“Linked Data for the Uninitiated”

Description

I wrote this essay as an introduction to linked open data (LOD) and as a way of exploring its possibilities in my own work. It was originally posted to both Documenting Cappadocia and Tagging the Tower, the GC Digital Fellows blog.

Essay

This two-part post is my follow-up to LAWDI 2012, officially known as the first Linked Ancient World Data Institute. It brought together a multi-disciplinary group of digital scholars at NYU’s Institute for the Study of the Ancient World (ISAW) whose interests incorporate the Ancient Medierranean and Near East. This essay is cross-posted on the GC Digital Fellows blog.*

The Linked Data Cloud as of September 2011.

In preparation for LAWDI 2012, I wrote a post called “Linked Data: A Theory,” pondering the concepts behind Linked Data, but it was clear to me from the beginning that I needed a more sturdy vocabulary and concrete skills in order to put these ideas into practice. This essay explores how Linked Data can be useful to digital scholars with any level of technical experience and, ultimately, why it’s worth the trouble to tackle a new skill set while building a digital project.

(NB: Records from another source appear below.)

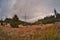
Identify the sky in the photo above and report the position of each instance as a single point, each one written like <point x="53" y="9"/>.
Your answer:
<point x="32" y="9"/>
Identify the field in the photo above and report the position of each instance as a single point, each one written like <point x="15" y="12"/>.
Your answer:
<point x="33" y="32"/>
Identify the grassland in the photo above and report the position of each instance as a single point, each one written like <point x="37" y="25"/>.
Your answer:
<point x="33" y="32"/>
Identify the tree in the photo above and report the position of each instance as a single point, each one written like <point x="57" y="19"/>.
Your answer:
<point x="15" y="21"/>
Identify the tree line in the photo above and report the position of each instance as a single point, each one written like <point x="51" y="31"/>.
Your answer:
<point x="14" y="21"/>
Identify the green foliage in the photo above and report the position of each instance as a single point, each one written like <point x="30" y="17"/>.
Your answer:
<point x="14" y="22"/>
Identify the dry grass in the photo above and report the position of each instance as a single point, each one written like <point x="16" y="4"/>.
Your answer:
<point x="34" y="32"/>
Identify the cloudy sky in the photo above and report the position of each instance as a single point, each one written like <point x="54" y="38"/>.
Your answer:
<point x="34" y="9"/>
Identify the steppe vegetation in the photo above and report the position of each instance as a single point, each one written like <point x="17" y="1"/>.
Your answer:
<point x="44" y="29"/>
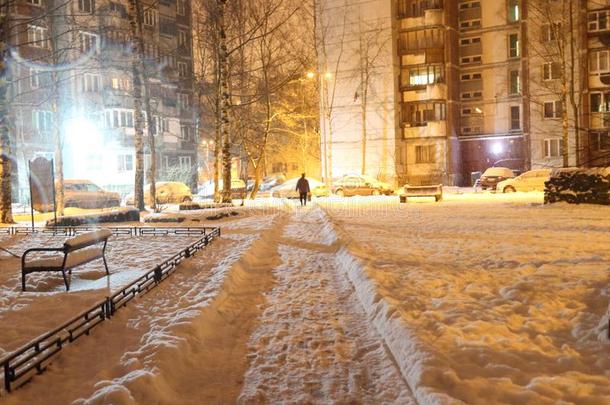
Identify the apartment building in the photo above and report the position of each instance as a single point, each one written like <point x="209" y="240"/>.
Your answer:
<point x="481" y="83"/>
<point x="594" y="144"/>
<point x="72" y="76"/>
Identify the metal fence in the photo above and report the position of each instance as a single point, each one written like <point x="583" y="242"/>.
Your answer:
<point x="32" y="358"/>
<point x="116" y="230"/>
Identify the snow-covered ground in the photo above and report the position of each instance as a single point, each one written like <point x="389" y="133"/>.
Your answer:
<point x="479" y="299"/>
<point x="487" y="301"/>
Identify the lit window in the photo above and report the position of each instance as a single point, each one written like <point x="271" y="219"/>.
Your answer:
<point x="600" y="102"/>
<point x="184" y="162"/>
<point x="552" y="109"/>
<point x="150" y="17"/>
<point x="182" y="69"/>
<point x="181" y="7"/>
<point x="513" y="46"/>
<point x="86" y="6"/>
<point x="551" y="71"/>
<point x="185" y="132"/>
<point x="600" y="141"/>
<point x="470" y="24"/>
<point x="182" y="38"/>
<point x="425" y="153"/>
<point x="91" y="82"/>
<point x="125" y="163"/>
<point x="513" y="11"/>
<point x="34" y="78"/>
<point x="552" y="148"/>
<point x="119" y="118"/>
<point x="184" y="101"/>
<point x="470" y="4"/>
<point x="515" y="118"/>
<point x="598" y="20"/>
<point x="423" y="75"/>
<point x="550" y="32"/>
<point x="89" y="42"/>
<point x="38" y="36"/>
<point x="599" y="61"/>
<point x="514" y="82"/>
<point x="42" y="120"/>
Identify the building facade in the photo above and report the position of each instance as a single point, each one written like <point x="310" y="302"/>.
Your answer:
<point x="481" y="83"/>
<point x="73" y="83"/>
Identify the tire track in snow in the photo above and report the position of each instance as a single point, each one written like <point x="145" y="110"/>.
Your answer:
<point x="314" y="343"/>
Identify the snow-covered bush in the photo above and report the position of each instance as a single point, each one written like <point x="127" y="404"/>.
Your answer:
<point x="118" y="215"/>
<point x="578" y="186"/>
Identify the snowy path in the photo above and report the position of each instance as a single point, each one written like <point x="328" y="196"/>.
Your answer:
<point x="178" y="344"/>
<point x="314" y="344"/>
<point x="261" y="316"/>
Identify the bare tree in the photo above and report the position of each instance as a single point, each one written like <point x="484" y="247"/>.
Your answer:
<point x="135" y="22"/>
<point x="561" y="65"/>
<point x="330" y="52"/>
<point x="372" y="42"/>
<point x="6" y="213"/>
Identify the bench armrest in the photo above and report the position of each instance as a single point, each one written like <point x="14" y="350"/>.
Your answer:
<point x="39" y="250"/>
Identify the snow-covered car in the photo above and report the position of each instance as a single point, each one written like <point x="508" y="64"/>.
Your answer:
<point x="351" y="185"/>
<point x="167" y="192"/>
<point x="238" y="189"/>
<point x="288" y="189"/>
<point x="84" y="194"/>
<point x="492" y="176"/>
<point x="529" y="181"/>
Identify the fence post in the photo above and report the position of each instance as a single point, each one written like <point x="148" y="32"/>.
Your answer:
<point x="7" y="376"/>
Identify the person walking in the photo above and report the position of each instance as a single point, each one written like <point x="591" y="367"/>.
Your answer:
<point x="303" y="189"/>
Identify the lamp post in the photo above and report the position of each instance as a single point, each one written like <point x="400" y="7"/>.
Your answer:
<point x="326" y="128"/>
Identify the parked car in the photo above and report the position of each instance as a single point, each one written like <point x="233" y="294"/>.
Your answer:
<point x="351" y="185"/>
<point x="84" y="194"/>
<point x="238" y="189"/>
<point x="529" y="181"/>
<point x="167" y="192"/>
<point x="492" y="176"/>
<point x="288" y="189"/>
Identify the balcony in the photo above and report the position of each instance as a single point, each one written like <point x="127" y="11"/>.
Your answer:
<point x="431" y="130"/>
<point x="429" y="19"/>
<point x="417" y="8"/>
<point x="599" y="120"/>
<point x="434" y="91"/>
<point x="422" y="113"/>
<point x="597" y="80"/>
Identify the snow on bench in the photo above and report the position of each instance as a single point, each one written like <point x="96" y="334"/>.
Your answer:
<point x="435" y="191"/>
<point x="76" y="251"/>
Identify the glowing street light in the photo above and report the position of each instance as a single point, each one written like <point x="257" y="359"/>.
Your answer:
<point x="497" y="148"/>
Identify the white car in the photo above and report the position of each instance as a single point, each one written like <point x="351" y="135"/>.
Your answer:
<point x="529" y="181"/>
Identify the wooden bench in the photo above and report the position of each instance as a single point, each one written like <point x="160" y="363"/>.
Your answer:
<point x="76" y="251"/>
<point x="435" y="191"/>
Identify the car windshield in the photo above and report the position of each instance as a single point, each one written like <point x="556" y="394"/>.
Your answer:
<point x="92" y="188"/>
<point x="498" y="171"/>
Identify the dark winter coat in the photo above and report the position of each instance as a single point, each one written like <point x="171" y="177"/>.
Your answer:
<point x="302" y="185"/>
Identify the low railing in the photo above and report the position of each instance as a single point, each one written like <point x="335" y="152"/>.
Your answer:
<point x="32" y="358"/>
<point x="116" y="230"/>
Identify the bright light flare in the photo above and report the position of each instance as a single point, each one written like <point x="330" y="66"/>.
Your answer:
<point x="82" y="135"/>
<point x="497" y="148"/>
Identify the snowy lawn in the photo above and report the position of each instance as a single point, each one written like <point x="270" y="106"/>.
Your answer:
<point x="180" y="343"/>
<point x="486" y="298"/>
<point x="46" y="304"/>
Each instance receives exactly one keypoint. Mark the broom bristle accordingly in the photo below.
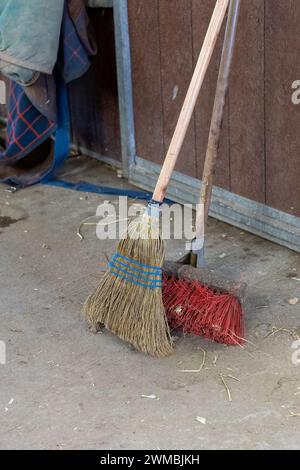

Linked Data is a philosophy applied to web development. It incorporates best practices through links (that are both human- and machine-readable) to build connections between projects and data sets. The most effective scholarship acts as a springboard for other researchers who cite the work and build on its ideas. To maintain its relevancy, research must be published and shared. The same goes for data collected in support of that scholarship. Linked Data allows institutions and individuals to share resources in order to make data available to many users, all remixing or reinterpreting it to produce new scholarship.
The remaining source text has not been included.